World cricket’s original entertainers now find themselves in ‘minnows’ territory
The West Indians, self-admittedly, have had a poor start to the series. The team was bowled out on the opening day.
But the bowlers, off-spinner Shane Shillingford in particular, sprung a surprise and strangled the much vaunted Indian batting line-up to leave the home team gasping. For a brief moment, it bore a remote resemblance to the West Indies of yore.
But India managed a recovery, and sent the opposition hurtling towards defeat. This is the West Indies of the present.
West Indians were once great crowd pullers. They were cricket’s original entertainers, led by superstars like Garry Sobers, Rohan Kanhai, Roy Fredricks, Clive Lloyd, Alvin Kallicharan, Viv Richards and later Brian Lara, to name a few.
The appeal was universal, and the West Indies scaled new heights, at home and overseas.
The fast bowlers were genuinely fast. Quicks like Michael Holding and Malcolm Marshall excelled even on placid tracks because they were quick through the air. Andy Roberts, Colin Croft, Curtly Ambrose, Patrick Patterson and Ian Bishop could rattle the batsmen with disconcerting pace and bounce.
And then, West Indies hit a slump, gradually losing its sheen, and eventually losing reputation as a world beater. Some would go as far as to say that the side, over the course of time, was reduced to being international cricket’s favourite whipping boys.
The current team, led by Darren Sammy, came in for scathing criticism, and rightly too, for succumbing inside three days at Kolkata. It was not the defeat so much as the abject capitulation that stood out sorely.
The West Indies had arrived in India with three series victories against New Zealand, Bangladesh and Zimbabwe. Was it to be seen as the resurrection of the great team that it once was?

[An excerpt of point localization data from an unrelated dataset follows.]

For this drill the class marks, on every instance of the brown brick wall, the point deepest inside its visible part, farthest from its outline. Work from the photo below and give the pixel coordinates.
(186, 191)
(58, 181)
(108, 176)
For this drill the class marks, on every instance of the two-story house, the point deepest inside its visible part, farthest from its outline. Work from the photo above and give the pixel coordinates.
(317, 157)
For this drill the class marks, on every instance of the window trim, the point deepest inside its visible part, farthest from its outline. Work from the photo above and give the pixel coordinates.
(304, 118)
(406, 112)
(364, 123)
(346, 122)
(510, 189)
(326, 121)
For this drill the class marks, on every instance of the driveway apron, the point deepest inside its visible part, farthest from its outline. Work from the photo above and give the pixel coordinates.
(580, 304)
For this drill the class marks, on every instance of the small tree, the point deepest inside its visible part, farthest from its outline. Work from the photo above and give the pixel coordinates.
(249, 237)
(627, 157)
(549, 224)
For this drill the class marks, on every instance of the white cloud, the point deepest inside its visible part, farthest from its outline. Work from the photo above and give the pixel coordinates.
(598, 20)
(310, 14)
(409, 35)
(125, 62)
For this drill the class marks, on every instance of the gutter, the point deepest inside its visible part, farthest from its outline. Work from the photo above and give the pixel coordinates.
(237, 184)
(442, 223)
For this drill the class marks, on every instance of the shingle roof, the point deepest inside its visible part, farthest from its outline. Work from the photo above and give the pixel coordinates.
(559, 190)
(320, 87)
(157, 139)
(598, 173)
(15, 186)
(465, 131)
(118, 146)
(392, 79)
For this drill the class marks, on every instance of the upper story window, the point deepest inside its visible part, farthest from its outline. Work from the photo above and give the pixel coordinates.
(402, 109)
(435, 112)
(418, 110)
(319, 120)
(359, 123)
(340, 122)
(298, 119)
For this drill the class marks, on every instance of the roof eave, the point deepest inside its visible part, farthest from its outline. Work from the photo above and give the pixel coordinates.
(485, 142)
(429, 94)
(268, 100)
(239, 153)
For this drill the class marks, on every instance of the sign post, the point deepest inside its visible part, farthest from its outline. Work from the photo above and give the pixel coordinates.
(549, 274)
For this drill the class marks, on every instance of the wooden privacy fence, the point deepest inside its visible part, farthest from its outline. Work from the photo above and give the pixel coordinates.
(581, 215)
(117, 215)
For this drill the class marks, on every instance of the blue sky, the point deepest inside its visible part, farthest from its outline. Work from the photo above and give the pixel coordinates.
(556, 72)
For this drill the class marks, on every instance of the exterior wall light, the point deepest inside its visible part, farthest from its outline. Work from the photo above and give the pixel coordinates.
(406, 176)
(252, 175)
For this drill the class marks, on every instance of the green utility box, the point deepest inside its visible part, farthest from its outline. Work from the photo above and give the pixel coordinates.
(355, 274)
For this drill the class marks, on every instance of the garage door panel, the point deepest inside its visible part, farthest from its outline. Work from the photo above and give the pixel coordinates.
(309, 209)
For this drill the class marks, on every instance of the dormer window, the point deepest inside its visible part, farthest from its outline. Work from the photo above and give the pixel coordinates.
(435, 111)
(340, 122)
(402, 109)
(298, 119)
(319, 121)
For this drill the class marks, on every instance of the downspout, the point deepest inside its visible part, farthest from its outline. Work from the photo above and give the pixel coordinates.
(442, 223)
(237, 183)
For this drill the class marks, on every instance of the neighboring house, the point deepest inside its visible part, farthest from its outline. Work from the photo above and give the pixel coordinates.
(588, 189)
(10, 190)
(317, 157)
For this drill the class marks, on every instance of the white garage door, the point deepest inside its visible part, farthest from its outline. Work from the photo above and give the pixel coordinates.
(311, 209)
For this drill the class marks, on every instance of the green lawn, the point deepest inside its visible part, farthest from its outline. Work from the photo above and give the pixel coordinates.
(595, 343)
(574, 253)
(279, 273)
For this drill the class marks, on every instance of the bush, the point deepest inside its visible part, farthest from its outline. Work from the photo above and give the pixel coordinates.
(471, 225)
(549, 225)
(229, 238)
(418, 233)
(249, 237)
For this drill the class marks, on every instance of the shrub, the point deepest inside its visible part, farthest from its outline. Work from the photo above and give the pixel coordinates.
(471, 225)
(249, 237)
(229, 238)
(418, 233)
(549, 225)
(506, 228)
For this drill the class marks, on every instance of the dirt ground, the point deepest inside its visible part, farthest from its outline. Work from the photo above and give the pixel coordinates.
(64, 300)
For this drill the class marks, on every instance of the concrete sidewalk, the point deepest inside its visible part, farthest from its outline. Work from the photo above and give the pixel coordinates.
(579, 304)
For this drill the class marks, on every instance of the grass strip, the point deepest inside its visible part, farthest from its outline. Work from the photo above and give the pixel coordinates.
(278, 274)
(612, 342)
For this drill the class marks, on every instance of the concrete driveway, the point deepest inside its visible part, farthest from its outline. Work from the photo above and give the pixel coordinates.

The first day’s performance hurt. The batsmen had shown indiscipline. The ball was now, literally, in the hands of the bowlers. They did their part — almost.
With India reeling at 83 for five, it seemed like a throwback to the golden days. Few teams would have escaped that noose but India found a new batting hero in Rohit Sharma, and a bowling all-rounder in R. Ashwin.
Sammy and his men were left licking their wounds, even as India extended its first innings lead to 219 runs.
Then, the batsmen once again let the team down, and in a manner worse than on the first day.
Lara, on a visit to India, was unsparing in his criticism, blaming the selectors. But Sammy, as expected, stood by his players. This certainly was not the best West Indian team to visit India, but it was not the worst either, he sanguinely observed.
The burden of even living up to — let alone carrying forward — the glorious legacy left behind by Frank Worrell, Sobers, Lloyd and Richards seems to weigh heavily on the new generation of cricketers from the Caribbean.
Lack of talent and discipline meant the West Indians had fallen on bad days.
The World Twenty20 crown last year brought huge cheer and support for the West Indians. It was a development considered important for world cricket.
The game’s faithful fans would love to relive those nostalgic moments when a victory against the West Indies had merit and added substance to a team’s reputation.
Regardless of the farcical cricket the team played at Kolkata, the West Indians are expected to shore up their crumbling cricket structure.
A feisty show at the Wankhede could be an ideal tribute from the West Indies to Sachin Tendulkar in his farewell Test.